Correction: A previous version of this article said handguns didn’t exist in the 18th century. The author was referring to the type of modern handguns at issue in the Heller case; however, this was unclear and has been clarified.'Clarification'
Nor, of course, did the semi-automatic handguns at issue in the Heller case exist in the 18th century. But the “originalists” on the Supreme Court nevertheless interpreted the Second Amendment as protecting an individual right to handgun ownership, flying in the face of the text itself and the founders’ intentions.
Yeah, because everyone's seen how the founders just hated the idea of the commoners having arms. Now look under their 'Technology evolves' section:
Take the Fourth Amendment, which guarantees “[t]he right of the people to be secure in their persons, houses, papers, and effects, against unreasonable searches and seizures” without a proper warrant and probable cause. Under a strict textual reading, would the Fourth Amendment apply to cars, which the founders didn’t have? What about to government wiretaps of personal telephones, which also didn’t exist when the Constitution was ratified? A strict reading would allow broad government surveillance and the exact kind of tyranny the founders were trying to block. But unless the understanding of the text keeps pace with rapidly changing technology and innovation, the words and intentions of the Constitution will become obsolete, and we will all be worse off.

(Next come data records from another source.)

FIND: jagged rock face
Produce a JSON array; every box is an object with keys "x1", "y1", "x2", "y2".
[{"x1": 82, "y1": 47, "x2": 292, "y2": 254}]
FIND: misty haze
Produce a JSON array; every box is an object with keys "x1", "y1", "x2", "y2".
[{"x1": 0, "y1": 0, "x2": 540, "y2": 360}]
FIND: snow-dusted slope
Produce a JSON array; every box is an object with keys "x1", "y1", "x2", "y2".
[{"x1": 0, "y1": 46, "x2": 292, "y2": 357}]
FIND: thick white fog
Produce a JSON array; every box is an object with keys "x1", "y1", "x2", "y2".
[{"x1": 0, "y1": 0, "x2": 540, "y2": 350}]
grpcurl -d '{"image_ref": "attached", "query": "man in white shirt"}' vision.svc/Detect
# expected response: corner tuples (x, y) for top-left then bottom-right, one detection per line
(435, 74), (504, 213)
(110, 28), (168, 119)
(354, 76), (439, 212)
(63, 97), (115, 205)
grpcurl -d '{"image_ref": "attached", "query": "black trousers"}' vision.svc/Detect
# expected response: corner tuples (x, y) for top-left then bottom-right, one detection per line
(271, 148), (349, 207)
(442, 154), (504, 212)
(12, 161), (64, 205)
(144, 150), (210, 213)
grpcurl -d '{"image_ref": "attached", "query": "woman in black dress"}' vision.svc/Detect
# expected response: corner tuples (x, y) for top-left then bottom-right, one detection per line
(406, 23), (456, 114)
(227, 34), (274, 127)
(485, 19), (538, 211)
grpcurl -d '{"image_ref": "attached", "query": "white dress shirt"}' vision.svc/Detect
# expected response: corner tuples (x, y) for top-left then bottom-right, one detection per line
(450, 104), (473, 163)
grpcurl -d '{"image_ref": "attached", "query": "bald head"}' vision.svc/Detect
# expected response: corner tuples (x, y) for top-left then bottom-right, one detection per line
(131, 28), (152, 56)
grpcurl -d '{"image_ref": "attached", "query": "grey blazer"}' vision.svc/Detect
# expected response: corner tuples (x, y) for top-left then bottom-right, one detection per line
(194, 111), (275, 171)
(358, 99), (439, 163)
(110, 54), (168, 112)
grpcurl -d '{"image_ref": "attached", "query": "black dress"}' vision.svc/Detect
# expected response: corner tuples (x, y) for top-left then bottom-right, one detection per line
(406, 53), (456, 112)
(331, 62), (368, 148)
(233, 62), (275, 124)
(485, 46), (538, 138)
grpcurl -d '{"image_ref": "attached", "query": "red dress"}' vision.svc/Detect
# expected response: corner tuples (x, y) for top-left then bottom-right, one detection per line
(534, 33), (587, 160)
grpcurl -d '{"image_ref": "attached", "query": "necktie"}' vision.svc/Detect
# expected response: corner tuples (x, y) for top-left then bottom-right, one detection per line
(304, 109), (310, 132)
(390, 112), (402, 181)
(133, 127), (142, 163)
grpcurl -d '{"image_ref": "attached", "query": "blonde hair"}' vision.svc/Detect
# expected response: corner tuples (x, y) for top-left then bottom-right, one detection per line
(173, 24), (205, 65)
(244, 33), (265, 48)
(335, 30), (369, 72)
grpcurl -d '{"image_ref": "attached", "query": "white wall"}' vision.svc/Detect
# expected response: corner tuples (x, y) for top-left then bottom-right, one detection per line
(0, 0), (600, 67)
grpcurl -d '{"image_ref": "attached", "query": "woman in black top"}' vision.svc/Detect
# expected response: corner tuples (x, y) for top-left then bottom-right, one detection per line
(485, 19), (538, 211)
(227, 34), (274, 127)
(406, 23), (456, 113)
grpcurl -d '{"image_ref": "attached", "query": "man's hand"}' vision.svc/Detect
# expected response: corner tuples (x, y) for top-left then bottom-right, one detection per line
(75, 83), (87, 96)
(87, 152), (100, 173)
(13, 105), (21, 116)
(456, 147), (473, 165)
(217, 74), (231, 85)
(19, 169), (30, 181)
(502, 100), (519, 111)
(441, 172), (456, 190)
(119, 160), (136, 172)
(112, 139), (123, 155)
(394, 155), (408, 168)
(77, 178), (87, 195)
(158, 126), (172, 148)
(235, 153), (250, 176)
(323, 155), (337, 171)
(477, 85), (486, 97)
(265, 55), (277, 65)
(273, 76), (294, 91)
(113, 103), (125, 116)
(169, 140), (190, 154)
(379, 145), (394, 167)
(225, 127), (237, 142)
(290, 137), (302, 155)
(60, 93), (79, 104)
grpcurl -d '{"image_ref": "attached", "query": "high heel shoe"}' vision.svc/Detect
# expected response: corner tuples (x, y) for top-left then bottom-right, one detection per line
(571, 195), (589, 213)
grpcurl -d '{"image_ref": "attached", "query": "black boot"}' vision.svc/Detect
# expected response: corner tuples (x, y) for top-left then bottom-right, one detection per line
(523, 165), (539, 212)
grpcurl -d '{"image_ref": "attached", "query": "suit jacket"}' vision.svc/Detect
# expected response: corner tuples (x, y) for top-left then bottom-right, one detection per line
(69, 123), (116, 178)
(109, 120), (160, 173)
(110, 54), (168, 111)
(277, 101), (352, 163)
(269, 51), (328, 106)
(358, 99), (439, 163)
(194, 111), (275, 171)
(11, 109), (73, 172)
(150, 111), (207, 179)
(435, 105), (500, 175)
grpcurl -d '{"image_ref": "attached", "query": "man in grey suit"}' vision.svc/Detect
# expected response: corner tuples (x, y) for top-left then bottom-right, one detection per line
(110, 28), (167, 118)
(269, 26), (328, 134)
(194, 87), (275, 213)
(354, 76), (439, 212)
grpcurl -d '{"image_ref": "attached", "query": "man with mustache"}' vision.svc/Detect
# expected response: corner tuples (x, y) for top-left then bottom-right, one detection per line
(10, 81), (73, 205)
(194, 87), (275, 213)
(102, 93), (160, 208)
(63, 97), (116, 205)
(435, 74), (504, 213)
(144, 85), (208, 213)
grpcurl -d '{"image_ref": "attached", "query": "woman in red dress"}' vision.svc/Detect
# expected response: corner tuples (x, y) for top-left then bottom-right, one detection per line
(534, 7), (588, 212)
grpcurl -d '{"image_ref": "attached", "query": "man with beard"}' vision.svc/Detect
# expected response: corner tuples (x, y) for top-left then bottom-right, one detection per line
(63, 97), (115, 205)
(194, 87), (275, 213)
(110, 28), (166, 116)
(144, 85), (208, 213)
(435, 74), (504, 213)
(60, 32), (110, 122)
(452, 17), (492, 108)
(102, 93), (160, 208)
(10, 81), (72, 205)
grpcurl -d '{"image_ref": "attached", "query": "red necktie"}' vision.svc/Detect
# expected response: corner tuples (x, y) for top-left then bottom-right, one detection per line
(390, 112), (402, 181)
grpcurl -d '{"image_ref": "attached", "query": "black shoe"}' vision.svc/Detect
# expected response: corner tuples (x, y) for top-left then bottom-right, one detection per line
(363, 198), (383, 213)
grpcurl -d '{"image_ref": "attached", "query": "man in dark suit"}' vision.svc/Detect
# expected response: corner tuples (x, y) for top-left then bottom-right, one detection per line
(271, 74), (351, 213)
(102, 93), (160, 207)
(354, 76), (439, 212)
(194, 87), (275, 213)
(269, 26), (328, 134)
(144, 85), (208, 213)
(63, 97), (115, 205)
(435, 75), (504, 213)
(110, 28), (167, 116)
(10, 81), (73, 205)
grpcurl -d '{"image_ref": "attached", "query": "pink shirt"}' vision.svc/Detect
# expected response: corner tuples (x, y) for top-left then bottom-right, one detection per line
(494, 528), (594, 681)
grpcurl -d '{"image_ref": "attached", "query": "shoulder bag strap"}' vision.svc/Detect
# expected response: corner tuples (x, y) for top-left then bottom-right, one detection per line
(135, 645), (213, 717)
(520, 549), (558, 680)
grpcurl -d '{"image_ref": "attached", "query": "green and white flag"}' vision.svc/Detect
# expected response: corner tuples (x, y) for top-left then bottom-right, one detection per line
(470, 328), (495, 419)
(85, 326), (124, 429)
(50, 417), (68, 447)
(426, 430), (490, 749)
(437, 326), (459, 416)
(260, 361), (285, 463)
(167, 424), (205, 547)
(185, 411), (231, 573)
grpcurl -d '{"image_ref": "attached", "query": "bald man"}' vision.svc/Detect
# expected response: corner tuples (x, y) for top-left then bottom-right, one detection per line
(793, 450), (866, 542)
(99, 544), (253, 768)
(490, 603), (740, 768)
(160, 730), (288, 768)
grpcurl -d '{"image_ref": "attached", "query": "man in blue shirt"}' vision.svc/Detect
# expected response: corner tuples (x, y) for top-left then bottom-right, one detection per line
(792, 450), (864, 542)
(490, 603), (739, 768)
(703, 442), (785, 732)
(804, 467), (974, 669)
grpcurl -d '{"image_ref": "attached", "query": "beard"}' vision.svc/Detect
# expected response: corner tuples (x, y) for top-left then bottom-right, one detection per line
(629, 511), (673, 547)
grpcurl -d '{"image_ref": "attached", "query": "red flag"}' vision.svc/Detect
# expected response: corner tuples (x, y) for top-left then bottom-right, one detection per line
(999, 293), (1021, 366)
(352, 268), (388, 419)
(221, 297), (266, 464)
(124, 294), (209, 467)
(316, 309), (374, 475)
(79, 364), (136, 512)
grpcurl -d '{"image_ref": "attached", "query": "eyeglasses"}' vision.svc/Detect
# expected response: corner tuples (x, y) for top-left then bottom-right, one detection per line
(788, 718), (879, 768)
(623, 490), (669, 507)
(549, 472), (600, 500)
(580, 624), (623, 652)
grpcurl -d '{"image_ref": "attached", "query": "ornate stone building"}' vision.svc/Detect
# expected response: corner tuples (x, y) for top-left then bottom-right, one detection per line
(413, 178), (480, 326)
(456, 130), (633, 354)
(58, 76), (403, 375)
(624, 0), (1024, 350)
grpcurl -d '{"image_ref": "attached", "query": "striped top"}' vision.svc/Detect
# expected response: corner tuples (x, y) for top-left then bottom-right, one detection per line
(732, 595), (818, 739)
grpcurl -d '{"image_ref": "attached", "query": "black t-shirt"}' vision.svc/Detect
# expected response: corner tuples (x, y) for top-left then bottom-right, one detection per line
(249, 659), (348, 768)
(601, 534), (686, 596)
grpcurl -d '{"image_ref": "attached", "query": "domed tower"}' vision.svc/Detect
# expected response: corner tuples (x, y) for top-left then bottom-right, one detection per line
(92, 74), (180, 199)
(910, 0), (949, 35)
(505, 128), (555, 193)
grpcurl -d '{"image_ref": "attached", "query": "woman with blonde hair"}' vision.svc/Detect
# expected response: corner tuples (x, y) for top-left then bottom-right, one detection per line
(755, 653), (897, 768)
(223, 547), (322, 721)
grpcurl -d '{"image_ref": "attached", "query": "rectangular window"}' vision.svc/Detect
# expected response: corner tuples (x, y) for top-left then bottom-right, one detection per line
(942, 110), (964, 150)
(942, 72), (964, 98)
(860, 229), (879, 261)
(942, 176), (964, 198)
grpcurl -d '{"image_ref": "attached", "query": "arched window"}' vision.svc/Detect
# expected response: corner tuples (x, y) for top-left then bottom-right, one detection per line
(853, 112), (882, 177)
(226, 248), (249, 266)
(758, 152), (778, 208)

And yet the idea of firearms evolving just annoys hell out of them, and the commoners should not be allowed such!
Make up your damned mind, Filipovic.
By the way, your idea of what a originalist thinks is just as full of shit as your understanding of the 2nd Amendment. And what 'well-regulated' means.
This mess was pointed out by a guy on Bookface, who deserves credit for bringing this idiocy to our attention.